Nesse condomínio social, nasce um poder que legisla, outro que executa e um terceiro que processa, julga e pune as pessoas naturais (físicas) e jurídicas transgressoras das leis e normas aprovadas. Embora essa introdução pareça óbvia, com o passar do tempo muitas questões vão perdendo sua compreensão e finalidade, abrindo espaço para desvios e distorções que fazem a tentativa de solucionar um problema tornar-se ela própria um problema novo, como bem alertou Ronald Reagan, presidente dos Estados Unidos de 1981 a 1989, ao desabafar dizendo: “O governo é o problema, não a solução”. É nesse contexto que o país constrói um arcabouço de leis civis, leis comerciais, leis ambientais, leis trabalhistas, leis tributárias e milhares de normas de conduta sobre as “obrigações de fazer” e as chamadas “obrigações de não fazer” (as proibições). O problema se torna dramático quando uma nação chega a um ponto em que seu corpo de leis e normas atinge um grau de distorção e confusão que acaba por transformar o sistema estatal, suas leis e seu funcionamento num aparato gigantesco, ineficiente, corrupto e disfuncional que, apesar de atender muitas necessidades, termina por ser o principal entrave ao crescimento e saída da pobreza e do atraso.

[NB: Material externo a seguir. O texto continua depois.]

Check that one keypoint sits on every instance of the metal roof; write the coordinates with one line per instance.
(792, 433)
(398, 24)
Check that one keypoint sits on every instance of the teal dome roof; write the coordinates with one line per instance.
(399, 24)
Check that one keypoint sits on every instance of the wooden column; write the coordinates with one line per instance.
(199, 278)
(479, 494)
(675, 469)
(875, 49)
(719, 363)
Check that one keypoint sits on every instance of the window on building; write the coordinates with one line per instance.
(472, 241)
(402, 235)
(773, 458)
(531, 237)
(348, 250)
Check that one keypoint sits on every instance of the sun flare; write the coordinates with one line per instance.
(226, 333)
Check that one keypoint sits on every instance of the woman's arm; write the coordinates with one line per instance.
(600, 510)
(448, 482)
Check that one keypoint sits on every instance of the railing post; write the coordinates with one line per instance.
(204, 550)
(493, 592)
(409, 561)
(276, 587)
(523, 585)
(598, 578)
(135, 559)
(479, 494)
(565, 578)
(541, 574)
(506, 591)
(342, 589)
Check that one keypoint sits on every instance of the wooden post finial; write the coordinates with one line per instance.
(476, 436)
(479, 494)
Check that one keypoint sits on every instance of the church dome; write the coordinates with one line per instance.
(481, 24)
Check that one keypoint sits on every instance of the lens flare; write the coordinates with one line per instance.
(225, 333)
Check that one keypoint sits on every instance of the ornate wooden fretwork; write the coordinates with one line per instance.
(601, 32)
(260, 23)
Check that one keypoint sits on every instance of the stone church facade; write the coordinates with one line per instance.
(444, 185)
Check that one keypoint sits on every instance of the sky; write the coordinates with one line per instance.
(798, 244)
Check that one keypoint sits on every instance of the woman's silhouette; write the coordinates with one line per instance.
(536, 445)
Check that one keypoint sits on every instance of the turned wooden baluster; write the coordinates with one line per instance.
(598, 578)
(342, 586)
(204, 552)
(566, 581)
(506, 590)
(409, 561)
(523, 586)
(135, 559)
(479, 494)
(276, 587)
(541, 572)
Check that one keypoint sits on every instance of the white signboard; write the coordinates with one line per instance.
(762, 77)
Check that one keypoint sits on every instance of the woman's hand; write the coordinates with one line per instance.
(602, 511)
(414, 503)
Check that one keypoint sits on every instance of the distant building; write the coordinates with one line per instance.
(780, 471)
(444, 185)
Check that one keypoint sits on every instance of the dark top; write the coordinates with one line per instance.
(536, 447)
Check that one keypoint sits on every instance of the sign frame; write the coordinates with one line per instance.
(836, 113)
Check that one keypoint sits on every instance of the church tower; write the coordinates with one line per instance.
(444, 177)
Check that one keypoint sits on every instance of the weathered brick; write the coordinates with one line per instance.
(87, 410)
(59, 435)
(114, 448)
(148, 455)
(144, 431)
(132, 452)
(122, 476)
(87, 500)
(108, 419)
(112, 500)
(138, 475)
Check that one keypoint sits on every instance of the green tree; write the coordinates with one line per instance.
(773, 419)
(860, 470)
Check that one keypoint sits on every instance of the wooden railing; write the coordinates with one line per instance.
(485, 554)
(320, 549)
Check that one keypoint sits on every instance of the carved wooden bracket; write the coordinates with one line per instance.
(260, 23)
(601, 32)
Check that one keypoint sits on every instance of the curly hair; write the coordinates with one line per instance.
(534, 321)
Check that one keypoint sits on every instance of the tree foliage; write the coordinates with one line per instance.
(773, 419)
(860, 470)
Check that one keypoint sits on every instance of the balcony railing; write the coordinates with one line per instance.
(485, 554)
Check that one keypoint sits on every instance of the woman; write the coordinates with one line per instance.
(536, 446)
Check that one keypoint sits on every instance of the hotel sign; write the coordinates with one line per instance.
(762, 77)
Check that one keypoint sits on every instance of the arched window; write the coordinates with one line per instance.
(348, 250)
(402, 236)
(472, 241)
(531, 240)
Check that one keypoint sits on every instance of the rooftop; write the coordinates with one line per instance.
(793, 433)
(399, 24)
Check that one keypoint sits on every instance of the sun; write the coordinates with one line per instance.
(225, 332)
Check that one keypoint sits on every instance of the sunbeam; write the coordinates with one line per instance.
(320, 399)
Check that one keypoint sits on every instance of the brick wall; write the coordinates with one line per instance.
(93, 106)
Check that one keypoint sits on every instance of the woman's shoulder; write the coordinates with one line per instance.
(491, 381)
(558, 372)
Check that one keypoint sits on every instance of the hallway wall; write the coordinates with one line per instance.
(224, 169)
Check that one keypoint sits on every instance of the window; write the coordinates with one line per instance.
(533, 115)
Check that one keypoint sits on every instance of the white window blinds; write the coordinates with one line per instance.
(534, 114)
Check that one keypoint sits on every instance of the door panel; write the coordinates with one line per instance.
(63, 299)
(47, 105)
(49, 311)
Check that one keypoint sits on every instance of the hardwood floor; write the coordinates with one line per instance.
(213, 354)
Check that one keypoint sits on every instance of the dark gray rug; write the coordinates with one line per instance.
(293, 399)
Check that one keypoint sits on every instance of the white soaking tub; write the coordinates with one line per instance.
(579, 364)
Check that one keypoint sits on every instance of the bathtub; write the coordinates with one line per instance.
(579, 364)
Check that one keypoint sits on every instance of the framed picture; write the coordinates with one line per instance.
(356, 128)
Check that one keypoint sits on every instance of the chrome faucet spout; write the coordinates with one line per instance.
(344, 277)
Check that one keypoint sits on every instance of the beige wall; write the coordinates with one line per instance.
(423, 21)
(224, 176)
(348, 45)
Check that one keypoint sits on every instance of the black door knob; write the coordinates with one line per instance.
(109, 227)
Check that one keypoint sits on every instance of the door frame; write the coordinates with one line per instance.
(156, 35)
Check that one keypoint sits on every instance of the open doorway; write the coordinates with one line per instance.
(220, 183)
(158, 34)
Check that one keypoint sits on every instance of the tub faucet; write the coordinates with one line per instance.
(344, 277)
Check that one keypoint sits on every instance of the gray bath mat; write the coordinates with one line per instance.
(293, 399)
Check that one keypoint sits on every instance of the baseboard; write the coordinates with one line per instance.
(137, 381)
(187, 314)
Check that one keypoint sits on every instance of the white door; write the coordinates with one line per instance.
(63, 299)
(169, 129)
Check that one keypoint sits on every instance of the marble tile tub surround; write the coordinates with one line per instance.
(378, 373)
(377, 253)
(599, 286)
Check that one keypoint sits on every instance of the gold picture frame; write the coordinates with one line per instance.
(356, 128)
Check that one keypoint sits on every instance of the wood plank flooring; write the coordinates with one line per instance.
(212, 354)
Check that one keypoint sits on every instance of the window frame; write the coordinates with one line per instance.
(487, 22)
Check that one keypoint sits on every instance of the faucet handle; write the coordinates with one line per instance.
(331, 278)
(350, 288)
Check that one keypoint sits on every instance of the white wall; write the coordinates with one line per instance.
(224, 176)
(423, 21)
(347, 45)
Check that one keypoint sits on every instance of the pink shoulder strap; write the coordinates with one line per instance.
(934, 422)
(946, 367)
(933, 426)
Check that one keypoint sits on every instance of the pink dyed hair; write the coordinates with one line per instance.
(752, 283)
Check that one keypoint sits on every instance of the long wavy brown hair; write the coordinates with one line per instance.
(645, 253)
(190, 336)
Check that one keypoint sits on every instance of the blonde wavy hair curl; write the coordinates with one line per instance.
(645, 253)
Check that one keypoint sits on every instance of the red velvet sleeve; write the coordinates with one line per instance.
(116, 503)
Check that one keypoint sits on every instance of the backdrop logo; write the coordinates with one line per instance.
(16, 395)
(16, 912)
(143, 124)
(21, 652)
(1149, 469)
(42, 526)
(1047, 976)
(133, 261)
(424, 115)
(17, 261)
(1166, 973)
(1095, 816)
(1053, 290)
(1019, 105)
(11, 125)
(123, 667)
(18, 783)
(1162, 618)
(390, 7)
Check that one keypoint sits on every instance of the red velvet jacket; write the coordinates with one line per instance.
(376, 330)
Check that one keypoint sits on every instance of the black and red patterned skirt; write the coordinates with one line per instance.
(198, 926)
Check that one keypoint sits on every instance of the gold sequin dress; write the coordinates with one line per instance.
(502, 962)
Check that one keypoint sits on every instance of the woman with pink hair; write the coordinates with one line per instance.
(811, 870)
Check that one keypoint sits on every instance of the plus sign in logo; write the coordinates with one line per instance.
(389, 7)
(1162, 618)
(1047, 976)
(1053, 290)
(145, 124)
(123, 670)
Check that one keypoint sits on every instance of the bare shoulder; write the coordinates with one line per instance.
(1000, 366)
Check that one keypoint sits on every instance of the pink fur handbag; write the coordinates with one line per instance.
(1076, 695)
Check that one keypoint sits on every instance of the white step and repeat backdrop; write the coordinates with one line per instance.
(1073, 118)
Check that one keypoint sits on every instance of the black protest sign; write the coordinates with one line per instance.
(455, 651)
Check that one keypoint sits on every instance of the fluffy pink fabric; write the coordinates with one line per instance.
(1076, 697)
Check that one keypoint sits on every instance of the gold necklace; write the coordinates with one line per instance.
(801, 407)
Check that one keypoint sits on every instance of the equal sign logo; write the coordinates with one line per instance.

Não é exagero afirmar que um dos desafios principais das sociedades modernas é conseguir evitar que o Estado, seus três poderes (Executivo, Legislativo e Judiciário) e seu corpo de leis se transformem em um monstro devorador de recursos materiais, recursos financeiros e recursos tecnológicos de forma tão distorcida que a solução coletiva dos problemas sociais acabe por sufocar os indivíduos e a própria comunidade, impedindo assim seu desenvolvimento. Ou seja, um Estado inchado, lento, ineficiente, burocrático, desperdiçador e corrupto passa de instrumento de solução a ser ele próprio um problema, como um remédio que, para curar uma doença, gera efeitos colaterais tão perversos que são capazes de levar o paciente à morte. Um caso típico atualmente citado por analistas internacionais é o da Venezuela. Apesar de o país deter a maior reserva de petróleo do mundo, a pobreza na Venezuela atingiu em 2021 a taxa de 94% de sua população, e o país vive um colapso econômico e social.
O tão insultado “neoliberalismo” foi um grito de revolta, sobretudo a partir dos anos 1970, contra o monstro em que o Estado, seus poderes e suas estruturas muitas vezes se transformavam. Por isso, o debate sobre Estado máximo ou Estado mínimo contém uma falácia: a discussão essencial não é o tamanho, mas sua constituição, seu corpo de leis, sua estrutura e seu funcionamento. Daqui a algumas semanas, o Brasil entrará em 2022, ano de eleições federais e estaduais, e um tema crucial é a estrutura do sistema estatal brasileiro, que definitivamente não vem dando mostras de se tornar menos inchado, menos ineficiente e menos corrupto. Cabe à sociedade fiscalizar, pressionar e se mobilizar para que o aparato estatal não se torne ele próprio um problema coletivo cuja solução se torne impossível.